Science Spotlight

Clinical trials for glioblastoma may be missing a common and aggressive molecular subtype

From the Holland lab, Human Biology Division

Glioblastoma represents about 15% of brain tumors and resembles cells called astrocytes. Under physiologic conditions, these cells participate in the maintenance of brain homeostasis through different functions such as metabolic support or nervous system repair. In 2016, the World Health Organization defined two major molecular subtypes of glioblastoma: Isocitrate Dehydrogenase (IDH)-wildtype and IDH-mutant. Whereas IDH-wildtype patients have a 15-month median survival, IDH-mutant patients have a better prognosis, with a median survival close to 30 months. Other studies, including one led by Dr. Eric Holland (Human Biology Division), demonstrated that chromosome and gene level copy number variations could even more precisely predict glioma patient survival.

In a recent study published in the Neuro-Oncology journal, Dr. Patrick Cimino and colleagues in the Holland lab, in collaboration with the University of Zurich and Columbia University, “asked whether or not these molecular subtypes are evenly distributed across cohorts [from clinical trials] that select for patients with better outcome”. Clinical trials are inherently biased to select patients with the best performance status to consistently assess the effect of new drugs on patient daily life.
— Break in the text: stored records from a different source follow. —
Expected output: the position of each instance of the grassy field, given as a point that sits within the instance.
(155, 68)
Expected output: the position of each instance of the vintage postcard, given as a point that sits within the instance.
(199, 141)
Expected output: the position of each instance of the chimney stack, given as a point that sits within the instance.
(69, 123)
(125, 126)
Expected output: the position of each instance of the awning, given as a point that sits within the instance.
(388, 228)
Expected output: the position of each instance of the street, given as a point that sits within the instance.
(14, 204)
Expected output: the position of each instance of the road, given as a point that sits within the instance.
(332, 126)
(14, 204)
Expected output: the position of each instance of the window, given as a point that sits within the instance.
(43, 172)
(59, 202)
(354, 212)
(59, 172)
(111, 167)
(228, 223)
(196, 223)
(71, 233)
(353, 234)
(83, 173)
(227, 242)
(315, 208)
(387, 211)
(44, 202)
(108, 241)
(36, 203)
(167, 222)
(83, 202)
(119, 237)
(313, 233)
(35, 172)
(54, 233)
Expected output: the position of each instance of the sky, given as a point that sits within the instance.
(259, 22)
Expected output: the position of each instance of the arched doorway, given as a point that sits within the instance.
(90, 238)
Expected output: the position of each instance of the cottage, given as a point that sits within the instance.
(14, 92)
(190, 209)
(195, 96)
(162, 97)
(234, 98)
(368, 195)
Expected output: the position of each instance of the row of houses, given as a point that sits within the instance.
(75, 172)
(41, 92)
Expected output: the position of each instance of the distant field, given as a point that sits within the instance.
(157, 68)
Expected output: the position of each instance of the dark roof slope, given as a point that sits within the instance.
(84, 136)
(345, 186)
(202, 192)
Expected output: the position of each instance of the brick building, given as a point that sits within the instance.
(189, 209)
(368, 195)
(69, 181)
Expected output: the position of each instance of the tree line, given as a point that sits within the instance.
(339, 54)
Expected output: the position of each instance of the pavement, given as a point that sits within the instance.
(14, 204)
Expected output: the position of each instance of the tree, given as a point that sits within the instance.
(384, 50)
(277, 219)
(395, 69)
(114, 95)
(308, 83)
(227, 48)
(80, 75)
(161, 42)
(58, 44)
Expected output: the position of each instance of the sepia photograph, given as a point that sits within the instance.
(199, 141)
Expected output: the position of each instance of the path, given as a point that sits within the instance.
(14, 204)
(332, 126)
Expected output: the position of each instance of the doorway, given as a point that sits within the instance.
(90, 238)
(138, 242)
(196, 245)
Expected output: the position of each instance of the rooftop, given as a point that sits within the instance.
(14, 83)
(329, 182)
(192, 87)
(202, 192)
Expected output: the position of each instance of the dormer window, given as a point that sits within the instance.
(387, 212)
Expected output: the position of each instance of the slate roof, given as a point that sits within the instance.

Panel A shows the different survival curves of patients belonging to DNA alteration groups W1, W2, or W3. W3 group has the best prognosis whereas W1 has the worst prognosis. Panel B illustrate the skew of copy number subtype distribution towards W3 subtype in two selective clinical trials compared to global unbiased TCGA and GGN datasets.
Panel A shows the different survival curves of patients belonging to DNA alteration groups W1, W2, or W3. Panel B illustrate the skew of copy number subtype distribution towards W3 subtype in two selective clinical trials compared to global unbiased TCGA and GGN datasets. Illustration provided by Dr. Cimino.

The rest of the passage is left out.